В тот вечер в новой квартире Беловых суетились допоздна. Расставляли мебель, укладывали на свои места вещи. Все трое бегали из комнаты в комнату, спрашивали совета, соглашались или спорили. И каждый про себя думал о Боре. Василий Степанович вслух возмущался, что вот вызвался помогать и до конца слово не сдержал. Теперь приходится двигать тяжелые шкафы одному или утруждать и без того намаявшуюся Марию Сергеевну. Тамара считала, что Боря не пришел из-за Василия Степановича и сердилась на отчима за это, старалась пореже выходить из своей комнаты. В стенном шкафу она отвела специальную полочку для своих старых игрушек и теперь расставляла там их, вынимая из сумки и припоминая, когда какая была куплена и сколько доставила ей радости. Мария Сергеевна высказала мысль, что Боря просто устал. А потом парень он воспитанный, стеснительный. Не захотел мешать им при устройстве на новом месте. Ведь помог же! И на том спасибо. У него и своя семья, и свои дела есть.
Только поздней ночью вспомнил Василий Степанович про коричневый чемодан и про сложенные в нем вещи. Увидел его в коридоре, подхватил на руку и внес в комнату. Хотел было тут же открыть и убрать по своим местам вещи, но Мария Сергеевна отговорила:
— Поздно уже. Никуда не денется он до завтра.
Василий Степанович подумал, что разных предметов в чемодане много, с ними провозишься всю ночь. И, сунув чемодан под кровать, начал готовиться ко сну.

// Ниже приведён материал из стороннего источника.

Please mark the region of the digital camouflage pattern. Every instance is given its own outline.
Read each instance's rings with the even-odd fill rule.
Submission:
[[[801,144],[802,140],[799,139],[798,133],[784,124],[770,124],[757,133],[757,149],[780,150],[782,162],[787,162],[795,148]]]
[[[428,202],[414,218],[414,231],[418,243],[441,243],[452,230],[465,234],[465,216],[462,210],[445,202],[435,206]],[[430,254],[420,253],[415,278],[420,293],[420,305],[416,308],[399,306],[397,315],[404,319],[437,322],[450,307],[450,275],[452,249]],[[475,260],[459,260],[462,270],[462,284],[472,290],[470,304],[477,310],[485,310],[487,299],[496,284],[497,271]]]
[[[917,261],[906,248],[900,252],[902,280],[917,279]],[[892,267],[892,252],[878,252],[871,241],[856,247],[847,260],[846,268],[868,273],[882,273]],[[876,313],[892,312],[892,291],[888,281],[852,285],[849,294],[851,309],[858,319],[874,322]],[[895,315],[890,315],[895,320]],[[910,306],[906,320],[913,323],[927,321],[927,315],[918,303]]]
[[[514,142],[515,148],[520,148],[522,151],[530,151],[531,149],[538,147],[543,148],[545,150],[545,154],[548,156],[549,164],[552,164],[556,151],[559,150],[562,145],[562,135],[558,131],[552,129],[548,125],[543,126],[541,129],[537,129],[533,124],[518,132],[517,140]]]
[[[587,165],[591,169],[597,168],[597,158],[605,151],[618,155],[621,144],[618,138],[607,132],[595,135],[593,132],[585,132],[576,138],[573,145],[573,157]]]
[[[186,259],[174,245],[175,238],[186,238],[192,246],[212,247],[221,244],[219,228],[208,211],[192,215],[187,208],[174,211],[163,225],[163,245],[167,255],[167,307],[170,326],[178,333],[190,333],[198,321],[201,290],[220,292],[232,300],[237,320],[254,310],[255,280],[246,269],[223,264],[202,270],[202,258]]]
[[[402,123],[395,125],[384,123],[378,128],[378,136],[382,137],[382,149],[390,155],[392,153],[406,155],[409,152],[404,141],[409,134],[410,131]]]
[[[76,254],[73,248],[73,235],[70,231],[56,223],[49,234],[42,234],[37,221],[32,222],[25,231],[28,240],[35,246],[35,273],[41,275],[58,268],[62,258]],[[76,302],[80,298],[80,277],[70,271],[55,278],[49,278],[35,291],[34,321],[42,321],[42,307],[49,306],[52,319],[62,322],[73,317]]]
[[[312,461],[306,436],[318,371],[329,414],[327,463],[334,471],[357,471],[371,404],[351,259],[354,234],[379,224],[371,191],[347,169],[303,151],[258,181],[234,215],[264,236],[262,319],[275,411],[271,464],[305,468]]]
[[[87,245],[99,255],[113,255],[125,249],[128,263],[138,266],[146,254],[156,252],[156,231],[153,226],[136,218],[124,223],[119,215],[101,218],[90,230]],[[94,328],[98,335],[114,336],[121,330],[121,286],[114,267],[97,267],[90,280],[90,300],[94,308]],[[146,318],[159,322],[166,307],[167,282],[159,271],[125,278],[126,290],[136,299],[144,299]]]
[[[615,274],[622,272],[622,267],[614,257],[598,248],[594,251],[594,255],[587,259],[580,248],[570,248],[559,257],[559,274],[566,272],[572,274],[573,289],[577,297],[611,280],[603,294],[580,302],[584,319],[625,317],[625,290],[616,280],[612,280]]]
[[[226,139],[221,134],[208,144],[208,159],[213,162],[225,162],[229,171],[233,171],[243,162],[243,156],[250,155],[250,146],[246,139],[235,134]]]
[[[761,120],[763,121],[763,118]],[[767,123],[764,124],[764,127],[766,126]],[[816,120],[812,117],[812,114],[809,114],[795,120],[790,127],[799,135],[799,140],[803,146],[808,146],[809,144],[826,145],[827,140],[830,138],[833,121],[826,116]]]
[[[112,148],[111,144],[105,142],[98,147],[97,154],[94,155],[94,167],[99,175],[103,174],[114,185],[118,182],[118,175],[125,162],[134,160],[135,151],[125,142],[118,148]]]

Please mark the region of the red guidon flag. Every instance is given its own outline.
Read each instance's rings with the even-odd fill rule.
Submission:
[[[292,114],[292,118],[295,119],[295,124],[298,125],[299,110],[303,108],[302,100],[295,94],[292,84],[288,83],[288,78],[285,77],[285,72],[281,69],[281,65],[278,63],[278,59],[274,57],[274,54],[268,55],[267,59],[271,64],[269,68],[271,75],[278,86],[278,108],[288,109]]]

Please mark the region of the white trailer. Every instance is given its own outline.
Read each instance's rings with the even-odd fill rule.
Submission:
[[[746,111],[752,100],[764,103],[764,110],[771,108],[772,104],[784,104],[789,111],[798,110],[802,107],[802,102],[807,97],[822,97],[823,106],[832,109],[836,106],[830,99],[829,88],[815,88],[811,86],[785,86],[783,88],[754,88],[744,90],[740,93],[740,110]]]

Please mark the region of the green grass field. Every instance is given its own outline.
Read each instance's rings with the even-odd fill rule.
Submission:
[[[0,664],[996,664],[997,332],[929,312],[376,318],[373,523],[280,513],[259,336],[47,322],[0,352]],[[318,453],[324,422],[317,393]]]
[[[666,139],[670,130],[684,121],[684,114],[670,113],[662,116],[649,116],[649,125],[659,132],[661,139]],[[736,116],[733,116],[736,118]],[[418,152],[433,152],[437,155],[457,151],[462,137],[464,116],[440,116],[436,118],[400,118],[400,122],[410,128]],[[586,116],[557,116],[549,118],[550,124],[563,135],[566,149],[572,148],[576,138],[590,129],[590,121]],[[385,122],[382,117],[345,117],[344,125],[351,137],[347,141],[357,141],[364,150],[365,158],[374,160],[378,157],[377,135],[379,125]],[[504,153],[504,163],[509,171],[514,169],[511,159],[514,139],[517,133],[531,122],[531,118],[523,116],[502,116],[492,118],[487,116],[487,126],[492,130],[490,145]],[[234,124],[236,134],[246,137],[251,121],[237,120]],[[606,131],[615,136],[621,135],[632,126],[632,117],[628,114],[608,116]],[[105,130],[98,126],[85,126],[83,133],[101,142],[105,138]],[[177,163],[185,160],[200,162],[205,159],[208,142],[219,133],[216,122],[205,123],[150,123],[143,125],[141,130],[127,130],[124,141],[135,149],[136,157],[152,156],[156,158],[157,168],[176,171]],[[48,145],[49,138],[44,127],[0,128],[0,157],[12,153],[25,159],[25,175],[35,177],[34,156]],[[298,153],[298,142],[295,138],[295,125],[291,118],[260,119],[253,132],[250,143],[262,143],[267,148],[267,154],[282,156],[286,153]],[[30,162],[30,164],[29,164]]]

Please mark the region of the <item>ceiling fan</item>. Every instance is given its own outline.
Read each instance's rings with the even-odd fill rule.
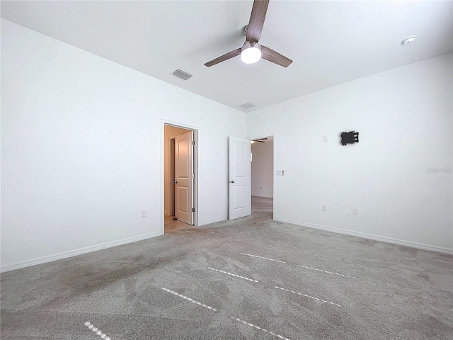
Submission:
[[[248,25],[244,28],[244,33],[246,37],[246,42],[242,47],[229,52],[218,58],[207,62],[205,65],[210,67],[241,55],[241,60],[246,64],[253,64],[263,58],[283,67],[289,66],[292,60],[269,47],[258,43],[261,37],[261,31],[264,26],[264,19],[266,16],[268,4],[269,0],[255,0],[253,1],[253,7],[252,7],[252,13],[250,16]]]

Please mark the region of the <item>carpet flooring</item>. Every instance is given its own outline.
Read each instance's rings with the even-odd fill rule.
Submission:
[[[452,263],[252,215],[2,273],[1,339],[453,339]]]

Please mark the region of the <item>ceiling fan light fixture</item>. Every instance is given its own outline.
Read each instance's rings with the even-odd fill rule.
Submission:
[[[242,60],[242,62],[254,64],[261,59],[261,46],[258,42],[246,41],[241,50],[241,60]]]

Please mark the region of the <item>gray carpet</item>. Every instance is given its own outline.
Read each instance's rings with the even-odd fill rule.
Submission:
[[[1,339],[453,339],[452,278],[451,256],[250,216],[3,273]]]

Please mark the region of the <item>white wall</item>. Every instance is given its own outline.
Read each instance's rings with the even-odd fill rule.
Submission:
[[[252,196],[273,197],[274,142],[255,142],[252,148]]]
[[[276,219],[452,252],[452,64],[445,55],[248,113],[247,135],[278,140]],[[341,146],[350,130],[360,142]]]
[[[168,191],[170,189],[170,186],[173,185],[172,178],[170,178],[170,159],[169,159],[169,151],[170,151],[170,140],[171,138],[174,138],[175,137],[182,135],[184,132],[187,132],[190,131],[189,130],[181,129],[180,128],[177,128],[176,126],[170,126],[165,125],[164,128],[164,197],[165,197],[165,203],[164,207],[164,211],[166,215],[168,215],[168,205],[170,205],[170,197],[168,195]]]
[[[160,234],[162,119],[199,129],[199,224],[227,218],[243,113],[4,20],[1,69],[2,270]]]

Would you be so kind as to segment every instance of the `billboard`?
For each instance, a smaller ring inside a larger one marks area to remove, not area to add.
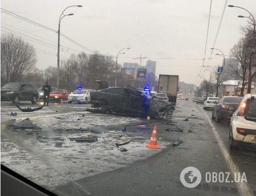
[[[122,68],[122,78],[127,80],[144,80],[147,69]]]
[[[138,69],[137,71],[137,79],[144,80],[146,79],[147,69]]]

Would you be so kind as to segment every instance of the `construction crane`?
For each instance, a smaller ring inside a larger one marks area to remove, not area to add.
[[[133,58],[133,59],[138,59],[139,58],[140,59],[140,66],[142,66],[142,65],[141,64],[141,62],[142,61],[142,58],[147,58],[148,57],[142,57],[142,55],[141,54],[140,57],[134,58]]]

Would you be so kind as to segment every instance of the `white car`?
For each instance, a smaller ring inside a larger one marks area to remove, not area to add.
[[[216,103],[214,103],[214,101],[217,101],[220,100],[218,97],[209,97],[207,98],[204,102],[204,109],[207,110],[208,108],[213,108],[213,106],[216,105]]]
[[[68,103],[72,102],[88,103],[90,100],[90,91],[85,89],[77,89],[68,95],[67,100]]]
[[[167,95],[163,93],[157,93],[156,96],[154,97],[155,100],[158,100],[159,101],[169,101],[168,97]]]
[[[256,94],[245,95],[236,110],[230,123],[230,148],[235,149],[241,142],[249,143],[256,147]]]

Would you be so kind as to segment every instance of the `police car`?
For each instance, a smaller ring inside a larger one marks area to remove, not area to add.
[[[68,95],[67,100],[68,103],[72,102],[79,103],[88,103],[90,100],[90,91],[88,88],[82,88],[79,87],[77,89]]]

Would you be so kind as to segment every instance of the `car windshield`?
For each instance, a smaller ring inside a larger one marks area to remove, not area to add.
[[[219,98],[217,97],[208,97],[209,100],[213,100],[214,101],[217,101],[220,99]]]
[[[157,97],[167,97],[167,96],[166,94],[156,94]]]
[[[58,195],[256,194],[256,0],[1,7],[1,166]]]
[[[17,89],[20,85],[20,84],[6,84],[2,87],[2,89]]]
[[[60,90],[54,90],[52,91],[51,92],[51,94],[62,94],[62,91]]]
[[[226,97],[224,100],[225,103],[240,103],[241,102],[242,97]]]
[[[86,94],[87,91],[84,90],[76,90],[73,92],[74,94]]]

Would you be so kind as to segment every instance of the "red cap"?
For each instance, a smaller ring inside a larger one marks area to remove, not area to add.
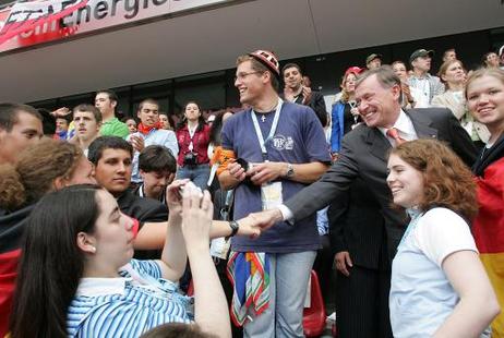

Ночь прошла спокойно. С утра Василий Степанович ушел на работу, наказав Марии Сергеевне глаз с чемодана не спускать и без него не открывать. Только вечером, после ужина, он достал из-под кровати чемодан, открыл его и аж ахнул от изумления. Потом в сердцах стал выбрасывать из него вещи. Полетели на пол Тамарины платья, старая кукла, тетрадки и книжки.
— Что это такое? — кричал Василий Степанович. — Что вы мне подсунули? Где драгоценности? Кольца, брошки, хрусталь?
Мария Сергеевна, обомлев, смотрела на мужа, не в силах вымолвить ни слова.
Василий Степанович бросился в комнату к Тамаре.
— Где чемодан? — вопил он. — Я оставлял его под твоей охраной. Где он?
Тамара только растерянно повела плечами. Придя в себя, она сказала отчиму, что он сам снес чемодан в машину и всю дорогу держал при себе в кабине. Куда же он мог деться? Где-нибудь здесь.
— Да, да, — твердил Василий Степанович, припоминая.
В ярости он перерыл весь дом. Летели на пол простыни, наволочки, платья, чулки и носки. Чемодан не находился. Тамара стояла, прислонившись к косяку комнаты, наблюдая, как беснуется отчим. В таком озлоблении она его еще никогда не видела.
Наконец, перевернув все в квартире, Василий Степанович в бессилии опустился на стул.
— Где твой ухажер? — бросил он яростный взгляд на Тамару. — Его работа.
— Да что ты, Вася! — вступилась за ребят Мария Сергеевна. — Такие подозрения…
— Молчи, Мария! — вскипел Василий Степанович. — Вечно ты им потакаешь. И твоя вина тут есть.